Woo-Hoo! I'm Syndicated, Baby!

Got this in an email today:

Congratulations!!!

Our editors have selected your newsfeed to be featured in one of our Top 10 Sources sites. You can view the site that features your site by clicking here:
http://womens-health.TopTenSources.com/TopTenSources/

So, at first I'm thinking it's a hoax, and I won't click on anything, but then I googled the TopTenSources.com bit, got to the site, and actually found where I was listed, so it's not a hoax.

I have mixed emotions about this, mainly because this was my semi-private blog, and I express a lot of emotions and talk candidly about a lot of stuff in it that I don't want to have come back up IRL and bite me in the butt. So the paranoid part of me is going, "Ooooh. Not a good thing for the secrecy and privacy issues."

But, to be perfectly honest, another part of me is going "Yeah, Baby! You're on the radar now!"

How shallow is that?

Friday, November 18, 2005

5 Weeks and Counting . . .

Maybe it's not a good thing to count. I've been sober for over 5 weeks now (it was 5 weeks Wednesday), but I haven't been to AA for over 3 weeks, so I'm a little scared that I'm being too complacent, and that by doing nothing, I'm setting myself up for a relapse. SO . . . I'm going to kick myself in the butt and make sure I get to a meeting Monday (I really like that meeting - it's the all women, small group thing).

I'm not really jonesing for a drink, but I still get that little mumps-gland twinge when I see wine at the grocery store, or see ads for cocktail mixers or cocktail recipes, so I know I'm just fooling myself and playing with fire not to keep going to meetings.
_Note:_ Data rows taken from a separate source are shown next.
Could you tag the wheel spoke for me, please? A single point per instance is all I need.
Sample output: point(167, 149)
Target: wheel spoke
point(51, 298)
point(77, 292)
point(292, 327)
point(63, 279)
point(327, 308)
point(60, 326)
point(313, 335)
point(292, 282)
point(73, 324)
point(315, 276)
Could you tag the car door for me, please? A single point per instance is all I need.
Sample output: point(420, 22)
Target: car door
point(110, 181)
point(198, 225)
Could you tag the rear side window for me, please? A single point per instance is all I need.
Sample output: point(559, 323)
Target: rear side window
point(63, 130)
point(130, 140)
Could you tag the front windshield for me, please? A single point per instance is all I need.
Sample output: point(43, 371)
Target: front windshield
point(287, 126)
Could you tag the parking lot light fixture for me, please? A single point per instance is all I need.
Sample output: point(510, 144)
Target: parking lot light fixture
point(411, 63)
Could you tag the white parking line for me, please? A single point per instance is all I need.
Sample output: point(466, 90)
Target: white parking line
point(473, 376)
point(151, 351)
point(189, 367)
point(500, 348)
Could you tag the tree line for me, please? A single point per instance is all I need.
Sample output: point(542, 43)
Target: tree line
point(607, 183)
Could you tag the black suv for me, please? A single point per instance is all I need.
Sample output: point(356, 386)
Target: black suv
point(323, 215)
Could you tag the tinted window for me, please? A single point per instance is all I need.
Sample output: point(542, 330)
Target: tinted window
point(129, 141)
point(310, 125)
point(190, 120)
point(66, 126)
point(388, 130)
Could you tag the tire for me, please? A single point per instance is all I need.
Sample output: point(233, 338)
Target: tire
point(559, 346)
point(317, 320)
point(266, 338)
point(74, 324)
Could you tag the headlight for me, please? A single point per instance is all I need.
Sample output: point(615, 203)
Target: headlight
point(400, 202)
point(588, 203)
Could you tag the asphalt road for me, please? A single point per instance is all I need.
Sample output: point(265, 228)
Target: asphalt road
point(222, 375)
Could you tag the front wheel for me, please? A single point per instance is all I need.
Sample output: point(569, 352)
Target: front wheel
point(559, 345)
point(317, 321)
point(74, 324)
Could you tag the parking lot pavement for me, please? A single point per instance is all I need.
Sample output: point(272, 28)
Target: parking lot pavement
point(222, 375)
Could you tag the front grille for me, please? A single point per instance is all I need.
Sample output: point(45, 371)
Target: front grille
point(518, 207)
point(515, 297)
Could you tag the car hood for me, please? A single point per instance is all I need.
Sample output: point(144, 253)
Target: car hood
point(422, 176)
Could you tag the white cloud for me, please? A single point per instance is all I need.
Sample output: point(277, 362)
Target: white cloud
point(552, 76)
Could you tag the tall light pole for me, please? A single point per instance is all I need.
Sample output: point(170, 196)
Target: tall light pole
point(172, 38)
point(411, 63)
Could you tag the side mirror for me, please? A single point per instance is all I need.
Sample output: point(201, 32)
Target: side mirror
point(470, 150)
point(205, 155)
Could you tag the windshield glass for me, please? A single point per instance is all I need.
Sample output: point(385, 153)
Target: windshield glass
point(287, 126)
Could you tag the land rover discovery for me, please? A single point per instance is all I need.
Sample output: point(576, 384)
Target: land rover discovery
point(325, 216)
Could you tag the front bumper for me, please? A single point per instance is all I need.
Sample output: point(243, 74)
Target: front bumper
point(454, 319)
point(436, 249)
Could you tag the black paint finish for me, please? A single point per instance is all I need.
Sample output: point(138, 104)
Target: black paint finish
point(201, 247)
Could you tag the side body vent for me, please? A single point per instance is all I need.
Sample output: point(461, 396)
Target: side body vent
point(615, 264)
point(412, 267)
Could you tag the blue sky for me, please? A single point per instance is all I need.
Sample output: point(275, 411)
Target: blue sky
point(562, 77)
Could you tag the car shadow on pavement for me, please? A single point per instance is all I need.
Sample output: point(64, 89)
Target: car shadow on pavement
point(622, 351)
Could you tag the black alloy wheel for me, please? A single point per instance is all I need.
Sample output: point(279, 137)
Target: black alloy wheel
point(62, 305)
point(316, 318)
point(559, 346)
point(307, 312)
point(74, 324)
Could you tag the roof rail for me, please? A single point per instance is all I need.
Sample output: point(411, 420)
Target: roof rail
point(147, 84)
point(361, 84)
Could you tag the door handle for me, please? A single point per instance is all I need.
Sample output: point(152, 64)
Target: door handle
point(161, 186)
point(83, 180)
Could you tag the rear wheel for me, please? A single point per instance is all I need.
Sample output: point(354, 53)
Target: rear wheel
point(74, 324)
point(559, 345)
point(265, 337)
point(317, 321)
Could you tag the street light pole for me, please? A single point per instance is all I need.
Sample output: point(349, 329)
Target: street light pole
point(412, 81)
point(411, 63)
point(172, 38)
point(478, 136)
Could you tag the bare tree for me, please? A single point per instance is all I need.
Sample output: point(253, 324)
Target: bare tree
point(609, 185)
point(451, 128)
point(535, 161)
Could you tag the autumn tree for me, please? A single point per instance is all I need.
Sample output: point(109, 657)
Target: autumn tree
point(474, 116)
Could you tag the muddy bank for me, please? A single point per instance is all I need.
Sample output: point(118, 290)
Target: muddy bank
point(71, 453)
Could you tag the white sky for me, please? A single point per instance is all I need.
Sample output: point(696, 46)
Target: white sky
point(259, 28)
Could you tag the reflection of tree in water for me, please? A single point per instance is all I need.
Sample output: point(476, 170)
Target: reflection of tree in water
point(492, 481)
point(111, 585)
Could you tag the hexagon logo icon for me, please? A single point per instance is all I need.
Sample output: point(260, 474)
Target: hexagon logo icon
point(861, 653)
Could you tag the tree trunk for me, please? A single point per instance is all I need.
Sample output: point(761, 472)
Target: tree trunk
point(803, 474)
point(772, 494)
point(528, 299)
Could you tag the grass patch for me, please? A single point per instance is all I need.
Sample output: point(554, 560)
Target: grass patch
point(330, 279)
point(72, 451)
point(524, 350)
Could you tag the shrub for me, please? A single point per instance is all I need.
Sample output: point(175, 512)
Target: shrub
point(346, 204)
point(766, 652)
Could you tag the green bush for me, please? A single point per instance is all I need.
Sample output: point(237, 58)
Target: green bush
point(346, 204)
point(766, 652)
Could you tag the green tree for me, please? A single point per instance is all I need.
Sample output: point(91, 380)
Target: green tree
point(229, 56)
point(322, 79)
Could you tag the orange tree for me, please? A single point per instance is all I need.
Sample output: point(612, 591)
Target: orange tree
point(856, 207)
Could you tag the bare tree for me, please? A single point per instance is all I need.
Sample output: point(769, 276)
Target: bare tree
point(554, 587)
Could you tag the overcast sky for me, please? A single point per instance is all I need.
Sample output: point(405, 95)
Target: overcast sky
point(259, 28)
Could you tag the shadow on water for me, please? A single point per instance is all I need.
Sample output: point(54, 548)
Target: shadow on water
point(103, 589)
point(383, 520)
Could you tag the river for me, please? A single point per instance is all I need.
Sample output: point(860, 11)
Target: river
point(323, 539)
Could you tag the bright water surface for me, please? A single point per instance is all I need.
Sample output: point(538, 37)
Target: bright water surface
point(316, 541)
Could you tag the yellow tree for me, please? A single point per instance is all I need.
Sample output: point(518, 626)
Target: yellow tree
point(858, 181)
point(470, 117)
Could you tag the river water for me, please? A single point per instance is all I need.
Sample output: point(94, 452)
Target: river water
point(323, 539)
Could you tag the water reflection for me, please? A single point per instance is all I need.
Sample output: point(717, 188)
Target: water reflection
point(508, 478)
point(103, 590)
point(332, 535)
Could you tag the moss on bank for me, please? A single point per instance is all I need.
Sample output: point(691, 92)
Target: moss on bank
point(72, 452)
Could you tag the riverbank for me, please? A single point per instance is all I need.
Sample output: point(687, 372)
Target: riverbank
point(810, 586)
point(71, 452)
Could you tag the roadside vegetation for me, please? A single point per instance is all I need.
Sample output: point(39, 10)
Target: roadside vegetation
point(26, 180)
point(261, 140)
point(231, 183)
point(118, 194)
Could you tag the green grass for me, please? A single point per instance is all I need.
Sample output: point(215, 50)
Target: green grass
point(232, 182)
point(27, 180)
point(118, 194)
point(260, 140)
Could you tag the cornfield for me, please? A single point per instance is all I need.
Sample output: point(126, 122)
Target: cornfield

I have to admit, though, that part of why I don't like going is that there seems to be this attitude of "you can't do this without us," and while I think there's a ton of strength in the form of encouragement, support, and solidarity and the ability to be candid and totally honest, AA is not the be-all and end-all of a person's ability to stay sober. I know I'm flirting with danger here, kinda appearing to be heading off in the I-can-freakin'-do-this-on-my-own territory, but there is a balance. Yes, AA is a wonderful resource, but there's a lot to be said for finding the strength we have within, too. They are not mutually exclusive, but what bugs me about AA is that AA tends to ignore or deny the element of individual, personal strength, ability, and determination that I think has to go hand-in-hand with the decision to not drink and stay on the path of recovery.

That's all I've got to say about that, at least for now. I've been really busy with a new "career" venture, which is the main reason I haven't been going to meetings or posting, but I'm starting to become a little discouraged in that arena, so I know I have to really be on my guard right now.